In incredible footage, a police officer is seen dropping from a helicopter onto the 4WD car to save the stranded driver and passenger.

Helicopter pilot John Armstrong Jnr told ABC Radio Darwin that getting the dog out of the vehicle was difficult.

“The [police officer] did all the hard work. I just had to drop him off and pick him up,” Armstrong said.

“It took him quite a while to get the dog out of the motor car, because of course it was electric windows and so he had to take the baton out there … crawled down and stand on the side rail and smash the front window.

“At one stage, [the dog] did try to jump past him into the river and he managed to stop it but then it disappeared into the back of the car, so he had to move along and smash in the back window and it took him quite a while to wrestle the dog onto the roof.

“He basically laid on top of the dog to hold it down while I came in to pick him and the dog up.

“Obviously, getting people into choppers is one thing but trying to convince a dog to get into a chopper, yeah that was a bit difficult.”

The first flood-related deaths in Qld’s rain-hit Gympie region has devastated the community after the bodies were found, local mayor Glen Hartwig said.

“They are two young people who have sadly passed away,” he told AAP.

“For their families who have to deal with this heartache, our thoughts and prayers go out to them.”

The disappearance sparked a search of the area from Kilkivan to Mundubbera, west of Gympie, where floodwaters had inundated communities.

Police, SES volunteers and helicopters scoured the region from Wednesday morning, later locating a silver vehicle at Kilkivan Tansey Road.

Police later confirmed two bodies had been found in the car, with divers and forensic teams remaining at the scene to investigate.

The region near where the vehicle was found had been one of the hardest hit by wild weather, Hartwig said.

Up to 400mm of rain fell in 24 hours before floodwaters “absolutely smashed” western areas including Kilkivan, Goomeri, Woolooga, Tansey and Manumbar.

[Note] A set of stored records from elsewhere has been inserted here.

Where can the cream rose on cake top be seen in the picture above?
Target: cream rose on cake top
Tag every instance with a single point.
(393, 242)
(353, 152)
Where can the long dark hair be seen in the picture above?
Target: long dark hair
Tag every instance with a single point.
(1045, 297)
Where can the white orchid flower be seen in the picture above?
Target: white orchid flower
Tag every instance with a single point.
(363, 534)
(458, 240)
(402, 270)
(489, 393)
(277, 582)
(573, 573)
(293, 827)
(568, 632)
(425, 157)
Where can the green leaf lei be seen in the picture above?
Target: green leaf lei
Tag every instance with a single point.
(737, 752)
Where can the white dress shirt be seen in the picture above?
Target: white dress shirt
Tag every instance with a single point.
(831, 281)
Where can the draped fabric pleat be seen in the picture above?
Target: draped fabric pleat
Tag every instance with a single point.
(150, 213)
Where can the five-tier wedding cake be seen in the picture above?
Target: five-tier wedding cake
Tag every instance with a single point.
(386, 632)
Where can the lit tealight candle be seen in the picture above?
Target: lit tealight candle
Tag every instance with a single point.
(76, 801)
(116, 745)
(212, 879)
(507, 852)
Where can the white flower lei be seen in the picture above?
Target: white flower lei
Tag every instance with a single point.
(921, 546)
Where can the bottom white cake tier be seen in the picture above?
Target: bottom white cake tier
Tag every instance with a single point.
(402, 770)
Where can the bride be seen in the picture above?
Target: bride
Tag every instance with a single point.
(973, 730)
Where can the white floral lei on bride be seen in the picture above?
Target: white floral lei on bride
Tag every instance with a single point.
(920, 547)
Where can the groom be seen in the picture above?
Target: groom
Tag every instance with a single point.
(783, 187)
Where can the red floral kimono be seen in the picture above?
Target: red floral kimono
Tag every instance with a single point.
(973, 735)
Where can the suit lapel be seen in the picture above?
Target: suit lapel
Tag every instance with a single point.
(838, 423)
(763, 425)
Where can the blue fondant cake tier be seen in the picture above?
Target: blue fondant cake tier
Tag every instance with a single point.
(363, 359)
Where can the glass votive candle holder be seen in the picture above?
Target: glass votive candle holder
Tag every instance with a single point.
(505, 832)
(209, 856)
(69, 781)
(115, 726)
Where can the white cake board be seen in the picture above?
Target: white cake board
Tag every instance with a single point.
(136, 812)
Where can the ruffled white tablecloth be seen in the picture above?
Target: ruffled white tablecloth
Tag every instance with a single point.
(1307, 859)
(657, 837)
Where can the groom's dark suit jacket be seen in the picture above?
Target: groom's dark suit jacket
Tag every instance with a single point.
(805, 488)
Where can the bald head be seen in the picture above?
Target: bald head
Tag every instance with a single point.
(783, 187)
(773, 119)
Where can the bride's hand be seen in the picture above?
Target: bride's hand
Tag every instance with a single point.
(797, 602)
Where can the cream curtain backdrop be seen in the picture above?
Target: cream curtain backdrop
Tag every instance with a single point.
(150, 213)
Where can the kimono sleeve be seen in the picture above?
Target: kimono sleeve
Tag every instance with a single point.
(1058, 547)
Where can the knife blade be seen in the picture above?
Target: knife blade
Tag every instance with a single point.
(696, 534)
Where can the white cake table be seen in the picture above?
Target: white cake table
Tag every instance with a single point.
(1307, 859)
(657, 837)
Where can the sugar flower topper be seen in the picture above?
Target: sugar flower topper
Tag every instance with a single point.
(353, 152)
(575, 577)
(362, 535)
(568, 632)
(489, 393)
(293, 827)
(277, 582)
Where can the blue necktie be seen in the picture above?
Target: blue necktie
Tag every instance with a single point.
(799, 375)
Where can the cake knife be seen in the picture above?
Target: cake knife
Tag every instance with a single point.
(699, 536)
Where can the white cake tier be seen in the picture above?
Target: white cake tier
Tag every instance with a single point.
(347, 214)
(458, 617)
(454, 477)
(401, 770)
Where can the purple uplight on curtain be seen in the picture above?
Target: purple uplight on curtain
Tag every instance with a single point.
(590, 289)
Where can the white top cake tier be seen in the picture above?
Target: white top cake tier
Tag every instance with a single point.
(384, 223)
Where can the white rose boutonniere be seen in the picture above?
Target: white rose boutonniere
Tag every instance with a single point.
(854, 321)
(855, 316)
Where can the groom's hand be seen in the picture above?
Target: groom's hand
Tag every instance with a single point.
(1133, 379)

Crops, fences and roads were destroyed but the full extent of the damage won’t be known until floodwaters recede.

“There’s significant infrastructure damage. It is going to take a long time to repair,” Hartwig said.

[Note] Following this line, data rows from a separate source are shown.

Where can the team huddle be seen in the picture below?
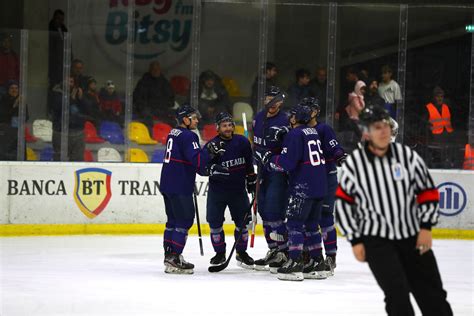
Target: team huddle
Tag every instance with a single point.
(293, 189)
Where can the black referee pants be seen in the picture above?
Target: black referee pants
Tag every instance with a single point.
(399, 269)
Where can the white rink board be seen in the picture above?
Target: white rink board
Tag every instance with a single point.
(134, 195)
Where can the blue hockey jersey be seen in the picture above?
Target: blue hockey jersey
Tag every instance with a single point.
(181, 162)
(331, 147)
(238, 158)
(302, 157)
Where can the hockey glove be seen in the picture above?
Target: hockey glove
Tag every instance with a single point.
(341, 160)
(276, 133)
(215, 149)
(217, 171)
(262, 157)
(251, 183)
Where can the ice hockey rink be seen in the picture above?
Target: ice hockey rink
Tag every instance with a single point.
(123, 275)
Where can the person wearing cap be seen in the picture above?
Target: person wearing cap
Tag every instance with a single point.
(386, 205)
(9, 61)
(183, 158)
(230, 191)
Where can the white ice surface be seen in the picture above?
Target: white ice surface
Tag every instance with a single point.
(123, 275)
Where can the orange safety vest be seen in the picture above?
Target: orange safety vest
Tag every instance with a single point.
(439, 122)
(468, 158)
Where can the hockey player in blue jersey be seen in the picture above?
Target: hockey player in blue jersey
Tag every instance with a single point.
(230, 191)
(272, 195)
(302, 157)
(181, 162)
(334, 155)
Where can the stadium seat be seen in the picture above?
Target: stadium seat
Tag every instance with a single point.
(158, 155)
(242, 107)
(46, 154)
(43, 129)
(111, 132)
(108, 154)
(137, 155)
(28, 137)
(180, 85)
(138, 132)
(30, 154)
(88, 156)
(209, 132)
(232, 87)
(161, 131)
(90, 134)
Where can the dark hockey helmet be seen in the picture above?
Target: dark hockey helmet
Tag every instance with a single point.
(302, 113)
(224, 117)
(185, 110)
(372, 114)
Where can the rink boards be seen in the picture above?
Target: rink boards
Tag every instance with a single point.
(80, 198)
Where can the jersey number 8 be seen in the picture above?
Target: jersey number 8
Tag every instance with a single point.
(315, 156)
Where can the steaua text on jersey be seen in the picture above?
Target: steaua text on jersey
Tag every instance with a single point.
(181, 162)
(302, 157)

“Looking at the financial impact on farmers, it will be 12 months before they will take any money from these paddocks that have been destroyed.”

bundaberg

The central Queensland city of Bundaberg has been hit with its third major flood in 16 years. Photo: AAP/McGrath Knight Frank Bundaberg

The Chinchilla community northwest of Brisbane is next in line after Bundaberg was flooded on Wednesday, inundating hundreds of houses and businesses.

Police issued an emergency declaration at Chinchilla, setting up an exclusion zone in the Western Downs town as floodwaters threatened.

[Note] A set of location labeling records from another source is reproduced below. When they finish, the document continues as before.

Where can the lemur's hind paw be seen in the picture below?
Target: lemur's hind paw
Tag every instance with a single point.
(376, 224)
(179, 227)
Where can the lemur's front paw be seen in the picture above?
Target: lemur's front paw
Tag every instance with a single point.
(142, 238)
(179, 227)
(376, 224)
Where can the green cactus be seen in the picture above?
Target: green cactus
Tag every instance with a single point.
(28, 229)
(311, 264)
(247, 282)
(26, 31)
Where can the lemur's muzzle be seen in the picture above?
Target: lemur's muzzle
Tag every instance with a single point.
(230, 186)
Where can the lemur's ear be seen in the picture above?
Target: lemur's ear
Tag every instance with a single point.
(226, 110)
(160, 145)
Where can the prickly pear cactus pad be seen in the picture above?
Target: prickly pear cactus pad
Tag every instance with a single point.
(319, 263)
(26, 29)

An evacuation area has been established at the Chinchilla showgrounds, with at least 10 businesses inundated.

Chinchilla’s flooded Charleys Creek was expected to reach a 6.8-metre peak on Thursday, local mayor Andrew Smith told AAP.

Residents are clinging to hope that Charleys Creek, which runs through the town, would not reach the devastating flood levels of 2011.

Back then, Charleys Creek reached a record peak of 7.45m, flooding scores of homes and damaging the prized local watermelon industry.

Door-knocking began in the community’s low-lying areas late on Wednesday warning residents to evacuate before a number of people were reportedly rescued from a campground.

Further west, Longreach is bracing amid fears low lying houses may be impacted in the coming days.

In the Northern Territory, multiple flood warnings and watches are in place across the saturated Top End.

The clean-up has begun at Katherine but hundreds remain in emergency shelters after their homes were inundated and some are still without power.

The nearby Katherine River was likely to peak at 17 metres on Thursday night.

Darwin and Palmerston residents have been told to keep boiling water despite nearby dam pumps restarting after they were shut down by flash flooding.

A mother and her children were rescued from a roof when flash flooding hit south of the NT capital on Monday, swamping about 20 homes,

The federal and NT governments on Thursday announced extended assistance to flood-hit communities.